Genetics and Morality May 29, 2006Posted by Rasheed Eldin in Concepts, Islam, Responses.
What can I say? It seems to be a compilation of various materials, and is written informally, with religious exhortations included. What amazes me is that the section on homosexuality is lifted almost entirely from articles by Shabir Ally, Alia Amer and Bilal Philips. [Note also that, oddly, in several places it says "Allah" where it ought to read "Islam", "Qur'an" or "Muslims".]
Here we shall look at one particular argument, in fact written by Dr. Bilal Philips:
Islam considers homosexuality to be the result of a choice. It is inconceivable that Allah made people homosexuals then declared it a crime and prescribed punishments for it in both this life and the next. To accept such a proposition is to accept that God is unjust.
This is a very confused collection of sentences, starting from the problem of defining "homosexuality" here. Is it to do with "behaviour", "practices" and "lifestyle", as elsewhere in Philips' article, or as a matter of feelings and "orientation", as he also discusses? If the latter, then in what sense can he mean it is a matter of choice?
Let's be clear that what Allah has "declared a crime" can only refer to actions. If we take homosexuality to be about actions, then it makes no sense even to ask whether "made people homosexuals". People are not born with any sort of actions: they eventually do them!
The confusion here is that the Sheikh has failed to clarify the distinction between actions and attractions, as detailed in Mujahid's article on Actions, Attractions and Personal Responsibility. Once we sort out this basic starting point, we can ask the more sensible questions, such as:
- Which actions are forbidden by God?
- Are some people born with homosexual attractions?
I don't intend to discuss these in detail now, but is there an explicit Islamic position on the latter point, as Philips claims? I believe not. While it seems more correct to argue that homosexual feelings develop some time later in childhood, I don't see any conclusive Islamic argument to say that there can be no predisposition towards them present from before birth.
If scientific studies ever did prove something akin to the much-sought-after "gay gene", that would not shake my conviction in the Qur'an and Sunnah, and would not affect the Islamic ruling at all. To understand why, read this fatwa from Muzammil Siddiqi. I quote:
Even if it is genetic, just for the sake of argument, does that mean that you should do it? Someone could say their desire to commit adultery is genetic.
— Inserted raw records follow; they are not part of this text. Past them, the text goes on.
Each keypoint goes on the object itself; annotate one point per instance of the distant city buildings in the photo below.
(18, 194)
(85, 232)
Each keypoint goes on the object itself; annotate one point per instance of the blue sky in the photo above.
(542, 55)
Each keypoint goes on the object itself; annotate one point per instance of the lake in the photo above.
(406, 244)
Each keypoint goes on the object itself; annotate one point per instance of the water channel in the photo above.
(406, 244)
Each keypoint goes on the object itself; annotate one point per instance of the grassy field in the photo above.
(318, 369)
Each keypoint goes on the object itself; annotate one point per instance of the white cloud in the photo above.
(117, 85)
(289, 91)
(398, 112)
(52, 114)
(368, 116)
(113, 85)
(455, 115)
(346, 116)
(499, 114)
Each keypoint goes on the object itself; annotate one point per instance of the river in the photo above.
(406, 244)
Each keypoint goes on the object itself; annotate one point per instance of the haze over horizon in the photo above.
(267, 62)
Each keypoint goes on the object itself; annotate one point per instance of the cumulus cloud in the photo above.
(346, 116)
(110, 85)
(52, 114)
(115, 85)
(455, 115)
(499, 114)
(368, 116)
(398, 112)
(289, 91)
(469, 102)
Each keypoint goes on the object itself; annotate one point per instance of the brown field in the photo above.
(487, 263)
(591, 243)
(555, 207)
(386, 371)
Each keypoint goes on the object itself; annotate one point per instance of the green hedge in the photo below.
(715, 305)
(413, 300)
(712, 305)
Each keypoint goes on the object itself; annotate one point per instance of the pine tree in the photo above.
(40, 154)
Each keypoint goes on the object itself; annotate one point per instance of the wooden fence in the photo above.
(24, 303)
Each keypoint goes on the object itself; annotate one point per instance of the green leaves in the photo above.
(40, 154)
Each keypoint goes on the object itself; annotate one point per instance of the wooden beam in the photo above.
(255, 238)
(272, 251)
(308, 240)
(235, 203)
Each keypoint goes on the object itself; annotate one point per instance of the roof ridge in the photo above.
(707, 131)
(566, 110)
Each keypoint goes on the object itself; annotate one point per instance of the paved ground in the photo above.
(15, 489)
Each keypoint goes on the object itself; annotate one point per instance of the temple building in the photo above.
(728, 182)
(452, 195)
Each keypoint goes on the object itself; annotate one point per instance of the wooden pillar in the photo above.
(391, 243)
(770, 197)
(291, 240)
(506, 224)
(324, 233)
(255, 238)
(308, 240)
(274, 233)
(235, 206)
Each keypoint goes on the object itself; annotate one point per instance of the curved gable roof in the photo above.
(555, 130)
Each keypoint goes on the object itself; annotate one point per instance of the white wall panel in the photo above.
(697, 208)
Does that mean that we should do it? Or even his desire to steal or tell lies? To abuse or accuse people, causing fitnah? The point is that the rules of morality are not taken from genetic research. The rules of morality are taken from Allah and His messenger (SAAWS). Whatever Allah has allowed, that is permissible. Whatever He has forbidden is haram and must be avoided.
So, contrary to what Bilal Philips said, believing that homosexuality has a genetic (or more generally: congenital/biological) basis is not to accept that Allah is unjust. People are indeed born with all sorts of tests, and every single one of us is tested in this life: that's what life is about.
Same-sex attractions are a serious and difficult test, but probably not the most serious or difficult. The problem is made worse by the over-emphasis on sex generally in modern society. I know it's flippant to say, but is being deprived of the sexual intimacy you crave really worse than being born without, say, sight? The prevalence of congenital blindness has not presented an insurmountable obstacle to Islamic theology, so why should SSA?
Note to Daayiee Abdullah: see, I just managed to disagree with this writer by expressing my arguments clearly, placing them here for public analysis and criticism. I didn't need to go off on one about oil money.